About Just a Touch of Frost
by Kiernan Kelly
33 pages / 14500 words
Available file types - html, lit, pdf, prc, epub and Sony Reader pdf
Jack is tired of his life. It's cold and wintry and just plain boring. He has a plan to get his father's attention, hopefully to put him out of his misery. Until he meets Matt, that is.
Matt can see him, Matt can touch him without freezing to death. He decides to keep Matt forever, going to ask his family for help. Things go awry quickly, with Matt disappearing, and Jack has to appeal to his
jolly brother Nick for help. Can he rescue Matt before it's too late?
With a cast of characters that range from Jack Frost to Saint Nick and everything in between, this Christmas story is one you won't want to miss!
Sample
Jack had a bad reputation; one well deserving of every curse, oath, and expletive that usually accompanied his name. It was as it should be. He’d worked hard to get it that way.
As a child, he’d been the polar opposite of his fraternal twin, Kris, whose rounded pink cheeks, twinkling blue eyes, and jolly disposition had made him seem about as threatening as a tuft of cotton candy. The taller of the two, Jack’s pale skin and hair and angular body instantly gave one the impression of ice – hard, sharp-edged, and dangerous. Even his eyes, so pale a blue that they were nearly translucent, appeared incapable of warmth. His temperament, naturally leaning toward the cool side, did little to change that perception. It seemed preordained from their birth that he would be the bad boy in the family.
He hadn’t set out to fulfill everyone’s expectations of him. Not always. Not in the beginning. A large part of it wasn’t even his fault. As a child Jack had had little control over his gifts, freezing everything and, unfortunately, everyone in his path. By the time he’d learned to rein in his power, the damage had been done. Eventually he’d wearied of trying to prove himself otherwise. It had been easier to simply mold to their preconceived notions of him.

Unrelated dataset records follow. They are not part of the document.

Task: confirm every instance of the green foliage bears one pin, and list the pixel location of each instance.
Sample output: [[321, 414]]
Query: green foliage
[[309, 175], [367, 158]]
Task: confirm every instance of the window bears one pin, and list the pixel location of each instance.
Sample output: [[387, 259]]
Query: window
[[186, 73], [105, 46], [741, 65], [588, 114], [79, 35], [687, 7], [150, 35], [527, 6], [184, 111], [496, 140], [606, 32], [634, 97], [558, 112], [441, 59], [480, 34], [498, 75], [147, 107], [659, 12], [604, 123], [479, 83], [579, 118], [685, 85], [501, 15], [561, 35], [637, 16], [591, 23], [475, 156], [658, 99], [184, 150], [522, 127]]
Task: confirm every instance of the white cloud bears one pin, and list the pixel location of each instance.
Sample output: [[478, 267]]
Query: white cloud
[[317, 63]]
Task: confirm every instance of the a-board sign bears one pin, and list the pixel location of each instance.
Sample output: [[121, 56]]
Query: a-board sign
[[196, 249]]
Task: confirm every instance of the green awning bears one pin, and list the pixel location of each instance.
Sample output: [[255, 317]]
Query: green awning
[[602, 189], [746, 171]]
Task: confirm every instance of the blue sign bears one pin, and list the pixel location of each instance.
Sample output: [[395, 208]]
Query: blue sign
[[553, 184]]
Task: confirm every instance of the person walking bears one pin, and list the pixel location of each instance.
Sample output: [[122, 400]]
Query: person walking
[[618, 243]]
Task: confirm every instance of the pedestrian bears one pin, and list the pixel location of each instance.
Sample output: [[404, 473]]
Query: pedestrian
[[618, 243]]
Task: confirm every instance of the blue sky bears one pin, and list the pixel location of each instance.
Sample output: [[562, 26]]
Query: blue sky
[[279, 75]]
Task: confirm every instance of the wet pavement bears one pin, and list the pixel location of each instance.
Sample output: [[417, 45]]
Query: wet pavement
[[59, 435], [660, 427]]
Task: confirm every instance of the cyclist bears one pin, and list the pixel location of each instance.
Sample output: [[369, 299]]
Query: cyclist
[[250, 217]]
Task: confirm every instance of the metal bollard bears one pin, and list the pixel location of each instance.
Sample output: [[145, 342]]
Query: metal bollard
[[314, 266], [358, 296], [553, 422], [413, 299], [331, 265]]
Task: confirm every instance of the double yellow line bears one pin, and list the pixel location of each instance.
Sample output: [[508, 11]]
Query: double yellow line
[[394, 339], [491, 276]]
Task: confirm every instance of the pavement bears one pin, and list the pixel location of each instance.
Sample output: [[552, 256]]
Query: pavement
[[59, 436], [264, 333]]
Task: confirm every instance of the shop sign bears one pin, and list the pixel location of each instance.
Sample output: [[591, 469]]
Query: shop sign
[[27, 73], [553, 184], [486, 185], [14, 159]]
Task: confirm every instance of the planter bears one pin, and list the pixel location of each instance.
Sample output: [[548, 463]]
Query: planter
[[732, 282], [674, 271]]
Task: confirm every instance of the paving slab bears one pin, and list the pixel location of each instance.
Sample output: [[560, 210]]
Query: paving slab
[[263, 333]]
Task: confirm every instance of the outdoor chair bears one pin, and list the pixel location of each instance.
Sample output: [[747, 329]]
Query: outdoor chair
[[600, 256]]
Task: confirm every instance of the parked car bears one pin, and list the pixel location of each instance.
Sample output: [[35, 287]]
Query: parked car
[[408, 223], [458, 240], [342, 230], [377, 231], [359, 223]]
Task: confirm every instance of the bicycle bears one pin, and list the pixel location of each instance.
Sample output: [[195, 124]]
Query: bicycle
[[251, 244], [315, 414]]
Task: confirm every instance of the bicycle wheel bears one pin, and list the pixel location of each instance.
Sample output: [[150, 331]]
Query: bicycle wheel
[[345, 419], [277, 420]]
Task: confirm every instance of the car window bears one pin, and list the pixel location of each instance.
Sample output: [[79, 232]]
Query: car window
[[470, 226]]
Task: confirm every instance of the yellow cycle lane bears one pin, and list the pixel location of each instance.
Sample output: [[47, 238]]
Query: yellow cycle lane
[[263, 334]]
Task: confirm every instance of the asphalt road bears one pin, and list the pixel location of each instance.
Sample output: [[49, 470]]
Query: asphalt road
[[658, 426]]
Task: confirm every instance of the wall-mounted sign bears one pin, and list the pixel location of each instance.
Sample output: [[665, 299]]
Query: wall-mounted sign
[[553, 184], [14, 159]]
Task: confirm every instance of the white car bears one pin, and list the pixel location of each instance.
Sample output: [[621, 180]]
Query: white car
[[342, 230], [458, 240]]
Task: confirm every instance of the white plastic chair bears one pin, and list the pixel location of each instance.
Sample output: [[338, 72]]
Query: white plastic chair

The only one who had ever really understood him was his brother. But even Kris had had his doubts, and as time had marched on a rift had grown between them that seemed too wide for either of them to bridge. Kris grew to be beloved by everyone who knew him, and Jack…well, let’s just say that Jack’s chances for canonization were slim to none. After The Incident, Jack had been banished from Olympus altogether and, angry and hurt, had severed ties with everyone, including Kris.
Today, Jack found himself waxing nostalgic as he walked the streets of a small, mid-western town, clad head-to-toe in white leather. An anomaly among the Stetsons, dusty Levis, and scuffed boots of the people who lived there, he nonetheless confidently strode past hardware and feed stores as if he owned the place, unconcerned with what others might have thought of him.
Actually, it wouldn’t have mattered if he’d thumbed his nose at them or shot them the one-fingered salute. They couldn’t see him unless he wanted them to, and at the moment invisibility suited his purpose.
He liked this town. It was small and relaxed, with no one in any particular hurry to get from one end of Main Street to the other. It reminded him of simpler times, when people had believed in magic and had respected those that could wield it. Now, unless a man had his photo plastered across the pages of People magazine, or had an affair that made the headlines of the latest supermarket tabloid, people didn’t know he existed. They viewed everything in their small, narrow world in purely scientific terms, and if there were no readily available theorem to explain what they saw, they discounted it altogether as a bunch of hokum. It was sad.
It was times like these when Jack’s depression and loneliness wrapped around him like a shroud that he yearned for the old days before humans had ever learned that the earth was round. The days when Men were Men and Gods were Gods and people with any lick of sense knew the difference.
Skirting a white latticework bandstand, he entered a small park in the heart of the town. As he passed by, ice crystals crackled and grew in his wake, covering the whitewashed wood of the band shell, each tree limb, and every blade of grass with a thin, cold, glittering glove. Icicles dripped from every surface, growing long and sharp. By the time he’d exited through the opposite side of the park, it had been transformed into a sparkling, awe-inspiring wonderland of wintry beauty.